Adam Reid is a consultant plastic and reconstructive surgeon at University Hospital of South Manchester

I didn’t know about the attack until 6.30am on Tuesday. I was blissfully unaware until I checked my email first thing in the morning and had a message from a colleague who had been working through the night.

By 7.15am, I was at UHSM and we very quickly established the number of casualties, the nature of the injuries and made a plan for our response. We are primarily trauma and reconstructive surgeons managing life-changing injuries using techniques developed over time through wars and the battlefield.

We had patients in our hospital from teenagers to sixtysomethings, more than half of whom needed limb reconstructions or limb salvage operations. We have managed to reconstruct everyone’s limbs, but we know from experience that our patients will require more treatment in the weeks, months and years to come, and it is difficult to predict what will happen in the future. The psychological impact for our patients is likely to be lifelong.

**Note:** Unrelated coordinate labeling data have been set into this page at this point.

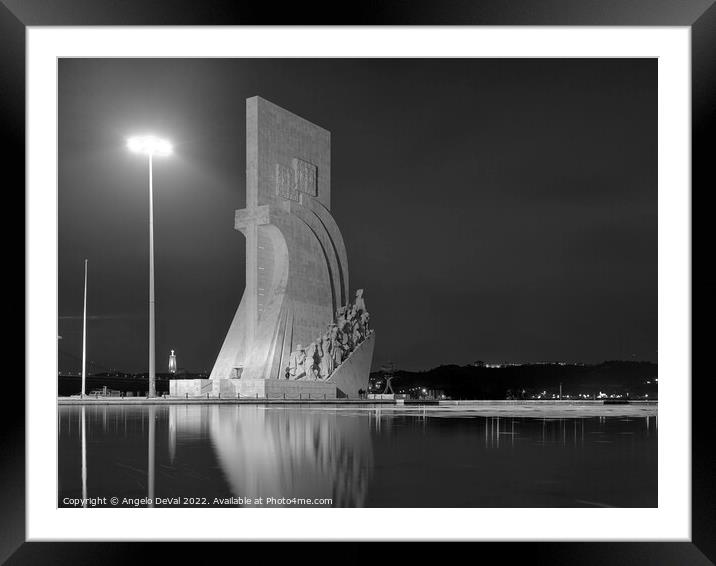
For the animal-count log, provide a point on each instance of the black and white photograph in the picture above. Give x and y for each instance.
(420, 274)
(366, 282)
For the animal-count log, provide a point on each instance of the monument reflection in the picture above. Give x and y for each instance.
(282, 452)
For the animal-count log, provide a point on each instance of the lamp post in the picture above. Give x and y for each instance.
(150, 146)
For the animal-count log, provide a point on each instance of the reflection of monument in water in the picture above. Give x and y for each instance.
(284, 339)
(283, 452)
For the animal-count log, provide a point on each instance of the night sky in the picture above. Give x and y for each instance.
(493, 209)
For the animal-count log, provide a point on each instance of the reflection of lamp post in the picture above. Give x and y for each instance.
(150, 146)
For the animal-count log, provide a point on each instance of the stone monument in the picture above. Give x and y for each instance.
(296, 275)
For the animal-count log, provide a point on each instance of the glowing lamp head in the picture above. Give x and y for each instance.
(149, 145)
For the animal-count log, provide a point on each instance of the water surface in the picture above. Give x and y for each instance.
(357, 456)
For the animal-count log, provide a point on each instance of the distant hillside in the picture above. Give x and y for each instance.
(476, 382)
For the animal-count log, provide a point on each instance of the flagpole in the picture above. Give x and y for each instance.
(84, 336)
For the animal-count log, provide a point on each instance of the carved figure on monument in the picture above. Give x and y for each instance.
(360, 301)
(296, 362)
(326, 357)
(365, 322)
(336, 346)
(357, 335)
(309, 365)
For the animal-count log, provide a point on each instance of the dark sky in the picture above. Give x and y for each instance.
(494, 209)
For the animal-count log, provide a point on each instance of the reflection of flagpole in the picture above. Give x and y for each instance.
(84, 459)
(173, 432)
(150, 458)
(84, 336)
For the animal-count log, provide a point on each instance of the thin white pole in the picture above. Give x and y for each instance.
(150, 456)
(84, 460)
(152, 385)
(84, 336)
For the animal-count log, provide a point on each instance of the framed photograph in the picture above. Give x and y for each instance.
(422, 279)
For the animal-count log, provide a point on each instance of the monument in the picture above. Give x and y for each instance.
(297, 332)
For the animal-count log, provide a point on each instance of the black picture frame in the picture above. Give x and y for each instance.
(699, 15)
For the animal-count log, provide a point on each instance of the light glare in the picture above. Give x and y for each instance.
(149, 145)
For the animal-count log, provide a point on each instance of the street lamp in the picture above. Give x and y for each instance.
(150, 146)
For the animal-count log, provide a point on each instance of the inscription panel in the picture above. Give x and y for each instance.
(305, 177)
(286, 182)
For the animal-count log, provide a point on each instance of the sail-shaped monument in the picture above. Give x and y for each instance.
(298, 332)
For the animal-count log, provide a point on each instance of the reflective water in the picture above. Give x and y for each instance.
(355, 456)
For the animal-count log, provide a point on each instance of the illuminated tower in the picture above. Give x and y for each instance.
(172, 363)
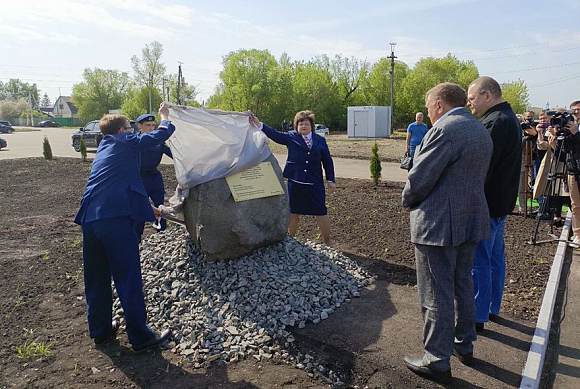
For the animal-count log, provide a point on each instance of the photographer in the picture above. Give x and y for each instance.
(530, 152)
(573, 165)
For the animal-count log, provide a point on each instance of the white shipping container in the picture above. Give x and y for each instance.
(369, 122)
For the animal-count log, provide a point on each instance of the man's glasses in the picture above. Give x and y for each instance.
(470, 99)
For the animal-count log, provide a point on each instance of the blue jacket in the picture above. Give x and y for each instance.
(304, 165)
(114, 187)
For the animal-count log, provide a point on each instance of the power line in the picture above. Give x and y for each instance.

Clearly, this is an unprecedented event but we had planned for this. Just a month ago, I was at a roundtable event for the whole of Greater Manchester where we went through our plans for an attack such as this.

I am devastated by some of the stories I have heard from my patients this week. I know colleagues in the children’s hospital were dealing initially with unidentified patients, which they found very hard. But at the start we had just one adult patient whose name we didn’t know.

It has been a real team effort with the surgical teams at UHSM working very closely on all patients. I performed two operations on Tuesday. The first was a teenager who had sustained injuries to their hand. Missiles – bolts and metal fragments – had gone through a few of the patients’ fingers. We have seen that a lot: bolts, certainly bigger than your average Ikea bolts, have gone right through limbs, destroying skin, muscle, nerves and bone. I am trained to deal with these injuries but these are the most severe and the greatest number of injuries I have managed.